Premack's analysis of same/different led him and his associates to show that chimpanzees can do analogies. Sameness/difference is not a relation between objects (e.g., A same A, A different B) or properties, it is a relation between relations:
For example: consider the relation between AA and BB, CD and EF on the one hand; and AA and CD on the other. AA and BB are both instances of same; the relation between them is "same." CD and EF are both instances different; the relation between them therefore is "same."
AA is an instance of same, and CD an instance of different; the relation between them is "different." This analysis set the stage for teaching chimpanzees the word "same" for AA, and "different" for CD. When taught these words, chimpanzees spontaneously formed simple analogies between: physically similar relations (e.g., small circle is to large circle as small triangle is to large triangle), and functionally similar relations (e.g., key is to lock as can opener is to can).

A nonverbal method for testing causal inference designed by Premack made it possible to show that both young children and chimpanzees are capable of causal inference.

Premack demonstrated that chimpanzees can reassemble a disassembled face, placing the eyes, nose, mouth in the appropriate place. In addition he showed that chimpanzees are capable of symbolic behavior. After viewing themselves in a mirror wearing, on different occasions, a hat, glasses, necklace, and given the picture of a face, 48 hours later, the chimpanzees applied clay to the top of the head (hat), to the eyes (glasses), and the throat (necklace) respectively.
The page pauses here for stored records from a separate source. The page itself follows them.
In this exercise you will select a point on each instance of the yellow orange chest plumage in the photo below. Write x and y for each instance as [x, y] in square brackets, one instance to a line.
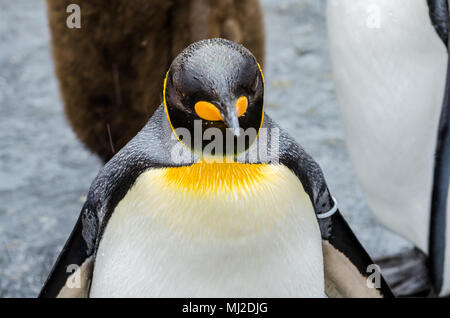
[211, 230]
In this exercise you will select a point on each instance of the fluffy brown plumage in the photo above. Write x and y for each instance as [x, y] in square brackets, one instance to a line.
[111, 70]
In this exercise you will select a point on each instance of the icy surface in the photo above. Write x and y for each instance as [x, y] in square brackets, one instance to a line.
[45, 172]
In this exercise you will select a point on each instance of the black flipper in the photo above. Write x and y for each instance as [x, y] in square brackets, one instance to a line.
[76, 251]
[334, 229]
[439, 14]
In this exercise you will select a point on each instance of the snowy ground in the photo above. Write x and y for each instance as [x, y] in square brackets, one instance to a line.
[45, 172]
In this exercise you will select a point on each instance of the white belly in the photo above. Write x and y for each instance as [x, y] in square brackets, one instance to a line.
[390, 79]
[260, 239]
[390, 70]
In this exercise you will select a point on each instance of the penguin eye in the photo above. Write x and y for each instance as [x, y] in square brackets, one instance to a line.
[207, 111]
[241, 105]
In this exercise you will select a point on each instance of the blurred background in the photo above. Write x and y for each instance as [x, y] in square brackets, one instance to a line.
[45, 172]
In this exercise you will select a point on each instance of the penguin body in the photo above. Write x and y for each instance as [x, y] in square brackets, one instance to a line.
[220, 239]
[154, 226]
[390, 69]
[110, 70]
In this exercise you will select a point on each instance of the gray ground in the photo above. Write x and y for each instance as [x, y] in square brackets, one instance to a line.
[45, 172]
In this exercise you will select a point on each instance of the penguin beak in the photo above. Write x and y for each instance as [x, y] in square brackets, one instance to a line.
[231, 120]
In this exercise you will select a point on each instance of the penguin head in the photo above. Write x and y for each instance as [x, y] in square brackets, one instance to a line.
[215, 84]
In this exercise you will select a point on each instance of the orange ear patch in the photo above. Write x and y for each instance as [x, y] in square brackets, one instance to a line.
[207, 111]
[241, 106]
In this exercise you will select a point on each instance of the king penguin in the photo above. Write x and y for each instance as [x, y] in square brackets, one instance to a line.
[159, 224]
[390, 61]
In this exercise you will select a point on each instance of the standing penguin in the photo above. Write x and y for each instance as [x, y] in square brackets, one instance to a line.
[169, 216]
[390, 63]
[110, 70]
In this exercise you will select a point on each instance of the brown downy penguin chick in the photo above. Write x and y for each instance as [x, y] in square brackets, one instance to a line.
[111, 69]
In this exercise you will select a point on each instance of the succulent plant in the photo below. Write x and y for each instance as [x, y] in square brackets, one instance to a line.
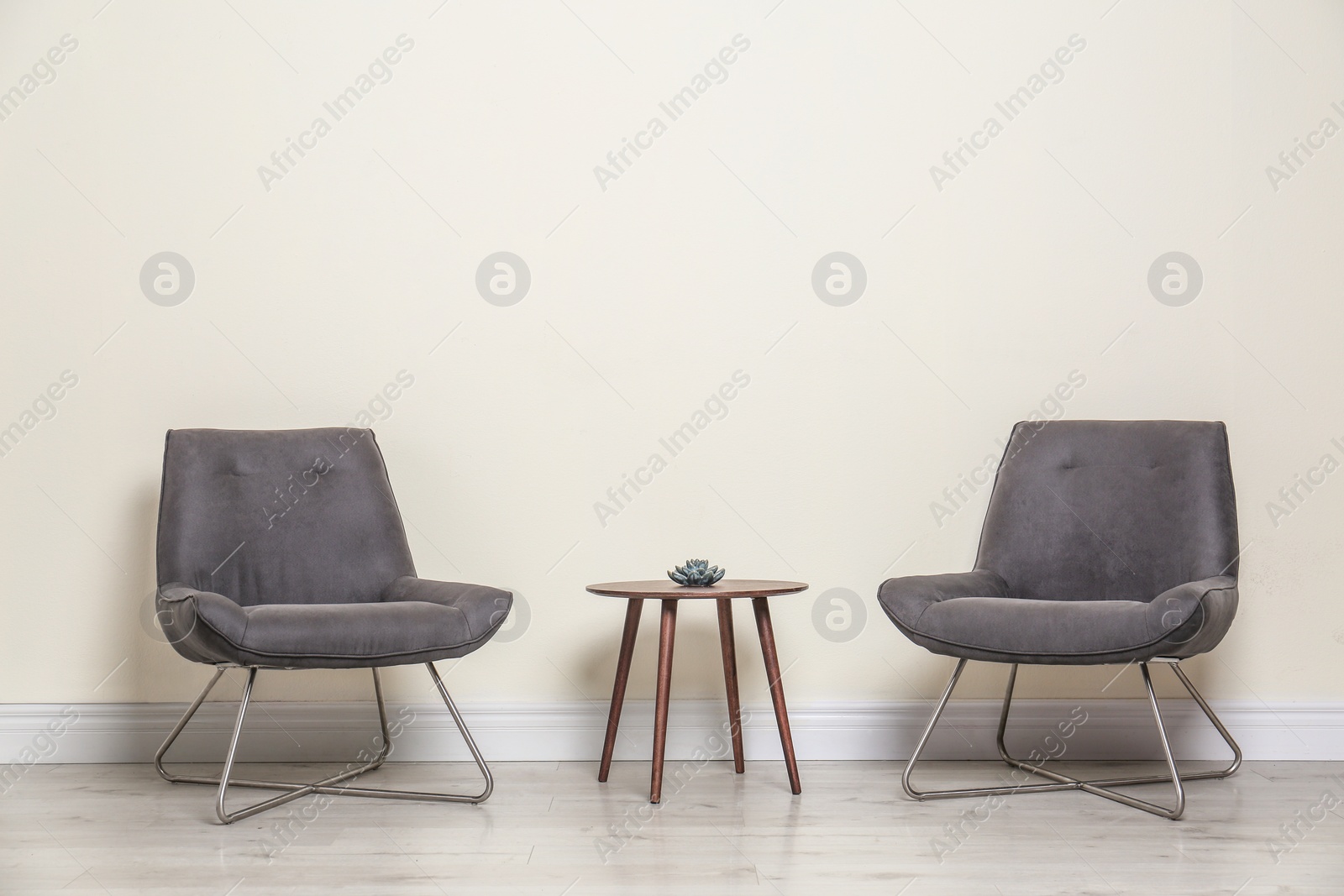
[698, 574]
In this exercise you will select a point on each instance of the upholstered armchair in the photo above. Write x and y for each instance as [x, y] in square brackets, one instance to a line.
[1105, 542]
[286, 550]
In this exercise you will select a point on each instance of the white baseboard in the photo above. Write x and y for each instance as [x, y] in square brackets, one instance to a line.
[575, 731]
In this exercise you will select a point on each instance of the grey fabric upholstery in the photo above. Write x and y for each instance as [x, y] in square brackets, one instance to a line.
[286, 548]
[1104, 542]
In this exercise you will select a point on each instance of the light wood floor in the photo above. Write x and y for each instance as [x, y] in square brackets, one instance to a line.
[120, 829]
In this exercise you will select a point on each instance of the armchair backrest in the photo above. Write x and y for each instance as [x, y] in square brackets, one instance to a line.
[280, 516]
[1110, 510]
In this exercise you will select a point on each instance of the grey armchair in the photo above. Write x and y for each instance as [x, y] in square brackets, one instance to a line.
[286, 550]
[1105, 542]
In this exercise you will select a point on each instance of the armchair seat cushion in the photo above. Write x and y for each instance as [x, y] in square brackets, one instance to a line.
[416, 621]
[972, 616]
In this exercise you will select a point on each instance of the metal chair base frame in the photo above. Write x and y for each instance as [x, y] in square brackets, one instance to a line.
[1101, 788]
[333, 785]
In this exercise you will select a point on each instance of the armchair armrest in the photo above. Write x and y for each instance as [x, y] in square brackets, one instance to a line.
[186, 614]
[1206, 607]
[484, 607]
[906, 598]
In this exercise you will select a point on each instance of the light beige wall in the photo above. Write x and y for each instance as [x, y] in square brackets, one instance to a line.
[647, 296]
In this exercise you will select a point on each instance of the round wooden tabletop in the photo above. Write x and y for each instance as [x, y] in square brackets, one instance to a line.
[669, 590]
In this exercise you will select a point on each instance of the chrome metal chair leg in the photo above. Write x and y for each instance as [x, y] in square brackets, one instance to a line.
[333, 785]
[1066, 782]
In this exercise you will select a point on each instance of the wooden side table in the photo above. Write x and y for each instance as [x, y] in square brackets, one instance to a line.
[671, 594]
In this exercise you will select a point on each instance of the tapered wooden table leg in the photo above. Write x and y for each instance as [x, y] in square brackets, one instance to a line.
[622, 676]
[730, 680]
[660, 712]
[772, 671]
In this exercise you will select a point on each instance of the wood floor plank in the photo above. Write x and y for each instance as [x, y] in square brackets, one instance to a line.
[554, 829]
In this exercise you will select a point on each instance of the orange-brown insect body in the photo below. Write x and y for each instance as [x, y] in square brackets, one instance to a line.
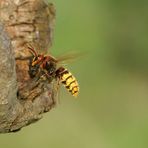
[42, 65]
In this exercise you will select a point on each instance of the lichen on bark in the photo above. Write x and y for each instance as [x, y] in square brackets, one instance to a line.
[22, 100]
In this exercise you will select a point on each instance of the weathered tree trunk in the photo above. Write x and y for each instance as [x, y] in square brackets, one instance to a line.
[22, 100]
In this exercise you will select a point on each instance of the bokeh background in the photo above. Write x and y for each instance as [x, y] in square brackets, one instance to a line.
[112, 108]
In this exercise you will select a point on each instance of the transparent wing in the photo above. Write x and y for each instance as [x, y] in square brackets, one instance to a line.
[69, 57]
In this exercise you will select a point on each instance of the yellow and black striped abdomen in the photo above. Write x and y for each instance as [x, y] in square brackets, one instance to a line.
[68, 80]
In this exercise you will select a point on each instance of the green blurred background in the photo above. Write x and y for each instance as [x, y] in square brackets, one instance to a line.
[111, 110]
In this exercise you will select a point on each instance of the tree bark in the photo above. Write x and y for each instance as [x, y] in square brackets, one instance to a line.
[22, 99]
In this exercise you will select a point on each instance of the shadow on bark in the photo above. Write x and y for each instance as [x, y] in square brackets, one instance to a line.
[22, 100]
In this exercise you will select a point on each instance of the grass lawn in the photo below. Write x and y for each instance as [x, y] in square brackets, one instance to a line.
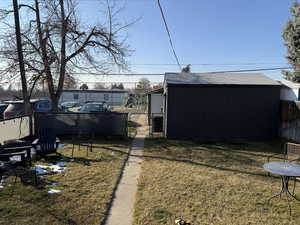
[86, 188]
[210, 184]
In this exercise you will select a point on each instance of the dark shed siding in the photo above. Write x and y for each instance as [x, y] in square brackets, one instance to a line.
[223, 113]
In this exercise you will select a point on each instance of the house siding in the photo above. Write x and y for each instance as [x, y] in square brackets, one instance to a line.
[222, 112]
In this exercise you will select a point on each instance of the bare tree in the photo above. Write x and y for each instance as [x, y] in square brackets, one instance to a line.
[70, 82]
[56, 44]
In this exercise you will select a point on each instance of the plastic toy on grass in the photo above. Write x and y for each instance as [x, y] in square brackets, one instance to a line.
[182, 222]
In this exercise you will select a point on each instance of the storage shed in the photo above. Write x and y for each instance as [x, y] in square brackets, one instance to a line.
[221, 106]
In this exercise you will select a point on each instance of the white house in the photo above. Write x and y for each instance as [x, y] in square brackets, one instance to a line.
[289, 91]
[113, 97]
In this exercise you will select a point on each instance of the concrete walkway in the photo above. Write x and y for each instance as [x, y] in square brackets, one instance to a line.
[122, 209]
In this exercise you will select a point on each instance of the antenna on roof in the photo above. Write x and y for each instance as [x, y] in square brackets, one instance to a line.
[186, 69]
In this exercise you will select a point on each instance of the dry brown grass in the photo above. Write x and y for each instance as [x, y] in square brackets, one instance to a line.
[210, 184]
[86, 188]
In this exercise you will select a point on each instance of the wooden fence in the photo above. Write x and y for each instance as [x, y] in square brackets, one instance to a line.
[15, 128]
[105, 124]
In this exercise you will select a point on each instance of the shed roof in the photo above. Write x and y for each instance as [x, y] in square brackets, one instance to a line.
[289, 84]
[219, 79]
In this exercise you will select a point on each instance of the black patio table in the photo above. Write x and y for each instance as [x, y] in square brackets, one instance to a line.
[286, 170]
[26, 148]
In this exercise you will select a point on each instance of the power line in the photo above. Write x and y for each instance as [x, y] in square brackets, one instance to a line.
[207, 64]
[168, 32]
[162, 74]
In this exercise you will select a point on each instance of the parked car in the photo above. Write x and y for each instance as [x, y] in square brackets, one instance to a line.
[95, 107]
[2, 109]
[17, 108]
[70, 104]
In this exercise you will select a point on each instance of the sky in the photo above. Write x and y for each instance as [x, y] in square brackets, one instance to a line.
[215, 32]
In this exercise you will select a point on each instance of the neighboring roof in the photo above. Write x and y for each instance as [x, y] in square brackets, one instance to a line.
[156, 91]
[289, 84]
[98, 91]
[219, 79]
[22, 102]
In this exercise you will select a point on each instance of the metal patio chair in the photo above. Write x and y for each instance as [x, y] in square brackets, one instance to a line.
[291, 153]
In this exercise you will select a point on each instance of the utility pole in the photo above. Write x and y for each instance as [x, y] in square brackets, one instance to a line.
[20, 57]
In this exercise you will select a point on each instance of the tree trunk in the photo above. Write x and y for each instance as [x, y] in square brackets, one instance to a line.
[55, 101]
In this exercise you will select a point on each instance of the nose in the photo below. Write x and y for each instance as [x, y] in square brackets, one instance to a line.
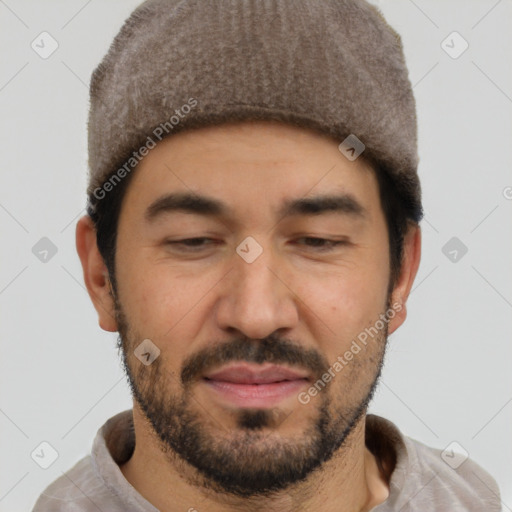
[255, 298]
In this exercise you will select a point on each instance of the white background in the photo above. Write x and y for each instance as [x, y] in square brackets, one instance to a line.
[448, 375]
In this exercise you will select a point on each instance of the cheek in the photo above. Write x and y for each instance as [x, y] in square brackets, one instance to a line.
[346, 302]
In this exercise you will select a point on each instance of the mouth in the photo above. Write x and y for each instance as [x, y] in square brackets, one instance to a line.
[255, 386]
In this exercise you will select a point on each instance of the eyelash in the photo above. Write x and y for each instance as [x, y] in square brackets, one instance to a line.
[327, 244]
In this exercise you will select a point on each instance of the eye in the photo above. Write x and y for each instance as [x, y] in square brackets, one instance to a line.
[192, 243]
[323, 244]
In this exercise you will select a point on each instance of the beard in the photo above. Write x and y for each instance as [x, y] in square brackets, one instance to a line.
[254, 458]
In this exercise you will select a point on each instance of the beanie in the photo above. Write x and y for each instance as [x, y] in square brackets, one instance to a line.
[332, 66]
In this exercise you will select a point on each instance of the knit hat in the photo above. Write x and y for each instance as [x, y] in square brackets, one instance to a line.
[333, 66]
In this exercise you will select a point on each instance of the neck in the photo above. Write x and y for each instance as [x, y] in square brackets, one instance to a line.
[348, 482]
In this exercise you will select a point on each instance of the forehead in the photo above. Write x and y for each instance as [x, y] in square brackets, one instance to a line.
[251, 166]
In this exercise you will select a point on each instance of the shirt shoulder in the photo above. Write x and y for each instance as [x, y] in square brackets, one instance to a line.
[425, 480]
[78, 490]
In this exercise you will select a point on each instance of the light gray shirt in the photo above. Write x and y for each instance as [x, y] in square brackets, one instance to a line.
[421, 480]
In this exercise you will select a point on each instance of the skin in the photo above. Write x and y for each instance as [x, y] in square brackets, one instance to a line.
[185, 301]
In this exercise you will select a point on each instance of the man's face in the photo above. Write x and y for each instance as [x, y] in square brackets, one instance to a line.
[246, 327]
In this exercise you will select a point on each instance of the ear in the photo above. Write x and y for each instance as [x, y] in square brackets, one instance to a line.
[410, 263]
[95, 273]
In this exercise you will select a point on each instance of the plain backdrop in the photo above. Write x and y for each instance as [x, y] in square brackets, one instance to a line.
[448, 372]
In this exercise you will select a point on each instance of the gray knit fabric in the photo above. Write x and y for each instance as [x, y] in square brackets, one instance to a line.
[334, 66]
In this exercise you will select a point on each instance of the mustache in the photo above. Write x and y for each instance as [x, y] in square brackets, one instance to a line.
[271, 349]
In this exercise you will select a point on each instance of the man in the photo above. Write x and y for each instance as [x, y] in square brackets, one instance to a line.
[253, 237]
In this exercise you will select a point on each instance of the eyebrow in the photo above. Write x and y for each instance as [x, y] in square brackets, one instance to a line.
[204, 205]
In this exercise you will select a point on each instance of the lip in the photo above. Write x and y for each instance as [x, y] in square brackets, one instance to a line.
[255, 386]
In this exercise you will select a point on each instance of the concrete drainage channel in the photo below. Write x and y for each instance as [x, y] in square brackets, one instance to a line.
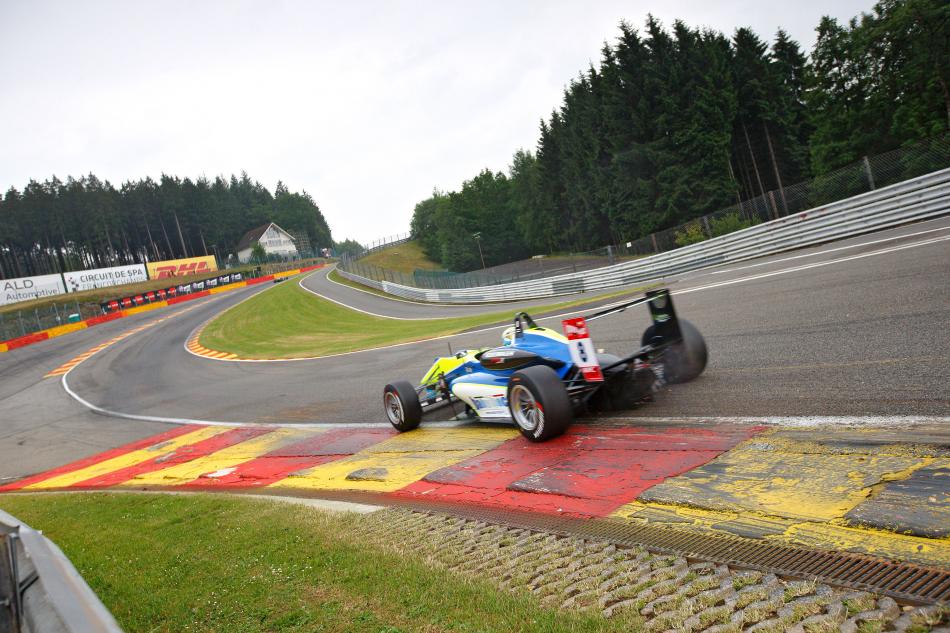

Premack further argued that young children divide the world into two kinds of objects, those that move only when acted upon by other objects, and those that are self-propelled and move on their own.

He argued that infants attribute intentionality to self-propelled objects that show goal-directed action. Further that infants attribute value to the interaction of intentional objects, e.g. positive value to gentle actions such as one object caressing another, negative value to harsh actions such as one object hitting another. In addition infants assign positive value when one object helps another to achieve its goal, negative value when one object hinders another from achieving its goal. Finally, he and Ann Premack argued: infants equate caressing with helping (despite their physical dissimilarity); and equate hitting with hindering (despite their physical dissimilarity.

Premack has focused on cognitive differences between the intelligence of animals and humans. Human competence is domain general, capable of serving indeterminately many goals; animal competence is a narrow adaptation, serving only one goal. For instance, humans teach all possible activities (different ones in different cultures), whereas meerkats and cats, two of very few animals that teach at all, teach one activity: how to eat dangerous food such as scorpions in the one case, and how to stalk mice in the other. What explains the domain-generality of human competence? Human competence is composed of an interweaving of multiple evolutionarily-independent components; animal competence of a single evolutionary component.

Premack debated of the nature of linguistic performance in apes with Jean Piaget and Noam Chomsky at the Centre Royaumont pour une Science de l'Homme, during one of the last moments when Jacques Monod could participate in intellectual debates shortly before his death.

He died at the age of 89, and was buried at Riverside National Cemetery on June 17, 2015.